Gibbons are members of the ape family, but as small apes they don’t get as much attention as the “great apes” – the gorilla, orangutan, bonobo and chimpanzee. There are 20 species of gibbon, a wealth of species diversity not available in the great apes. That’s one reason he studies them, Reichard said. Another reason is that he listened to his advisor, Professor Volker Sommer from UCL London. 

“I had absolute trust in my advisor,” he says. “He helped set me up with contacts in Thailand so I could study white-handed gibbons and he told me it was something I could do, something that would work as a source of research for a long time. He was right.”

So every year since 1989, almost without fail, he’s spent about three weeks during the summer with the gibbons. What are some of the things he’s learned?

Gibbons sing. They are much more vocal than other apes. Their songs are often male and female duets, a sort of antiphone, or alternating voice duet. It seems to be a ritual that may define their territory and strengthen their bonds as mated couples. But it might also be a bit competitive. Younger females sing more difficult songs, Reichard said, while older gibbon females sing more simply. The vocalization, which requires energy and carries for as much as a kilometer in the forest, may be a show of strength or reproductive desirability.

He's also found that gibbons, thought to be monogamous, are known to trade in old partners for newer, apparently stronger, mates. “We don’t know exactly what causes that,” Reichard says. “When a young gibbon is ready to mate, opportunity has a lot to do with what is available. It might be that when a new opportunity presents itself, younger gibbons may take advantage of it.”

Much of Reichard’s research is evolution oriented. Gibbons occupy an important but somewhat mysterious place in the evolution of human beings. Though we have a common ancestor many millennia ago, gibbons were the first ape to branch off the hominoid tree. As such, they are not always included in evolutionary studies the way that great apes, which are closer to humans, are. Reichard says it’s time to bring the gibbon back into the human evolutionary fold.

Reichard also has studied gibbon locomotion. While they are climbers, gibbons travel mainly by brachiation – swinging from tree limb to tree limb with an arm over arm motion. When they are on the ground, they walk bipedal and upright for short distances. The great apes, however, are mostly “knuckle-walkers” – they sit upright but mostly move in a four-limbs-on-the-ground fashion. There is a debate among anthropologists and other scientists about the place of brachiation in human evolution. Reichard believes the bipedal nature of brachiation qualifies gibbons to remain in the evolutionary discussion.

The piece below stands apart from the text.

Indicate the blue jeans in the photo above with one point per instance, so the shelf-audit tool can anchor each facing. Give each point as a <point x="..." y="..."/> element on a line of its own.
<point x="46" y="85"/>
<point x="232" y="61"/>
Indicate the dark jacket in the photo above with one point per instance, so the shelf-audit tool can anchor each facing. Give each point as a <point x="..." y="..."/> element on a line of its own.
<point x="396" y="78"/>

The argument for excluding gibbons fairly early in the human evolution process has to do with their size – specifically brain size. Reichard, and those who agree that gibbons should not be discounted too early in the human evolutionary timeline, argue that absolute brain size is less important than relative brain size – that while the gibbon is smaller than chimpanzees and other great apes, its relative cognitive ability render it important for the study of human evolution.

“They are not ‘dumb dwarf apes,’” Reichard says. “Other factors than a failure to evolve cognitively account for their size.” Other factors include gibbon populations existing in isolated microclimates in the Miocene epoch that affected them differently even though great ape species existed nearby and do not now show the same climate-based morphological, or physical, changes.

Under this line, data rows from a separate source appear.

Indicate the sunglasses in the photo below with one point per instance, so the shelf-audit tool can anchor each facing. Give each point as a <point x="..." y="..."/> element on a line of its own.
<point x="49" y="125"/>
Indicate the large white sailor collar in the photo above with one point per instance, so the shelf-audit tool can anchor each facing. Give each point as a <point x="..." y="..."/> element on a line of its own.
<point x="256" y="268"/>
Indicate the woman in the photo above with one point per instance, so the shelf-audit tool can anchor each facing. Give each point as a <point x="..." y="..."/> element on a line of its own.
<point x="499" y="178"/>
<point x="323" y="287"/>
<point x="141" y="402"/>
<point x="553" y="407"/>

The answer, Reichard suspects, is in paleo-primatology – the study of the primate fossil record.

“I’ve always been interested in gibbon evolution,” Reichard says. “I’ve wanted to go in that direction as the next logical step in my academic career. I know gibbons in a way few do – I don’t mean to exaggerate but there aren’t many scientists who’ve been in the field for such a long time over the years. As for evolution, we still have many questions about our common ancestor with the apes. The gibbon has played a role and we need to include them in the discussion.”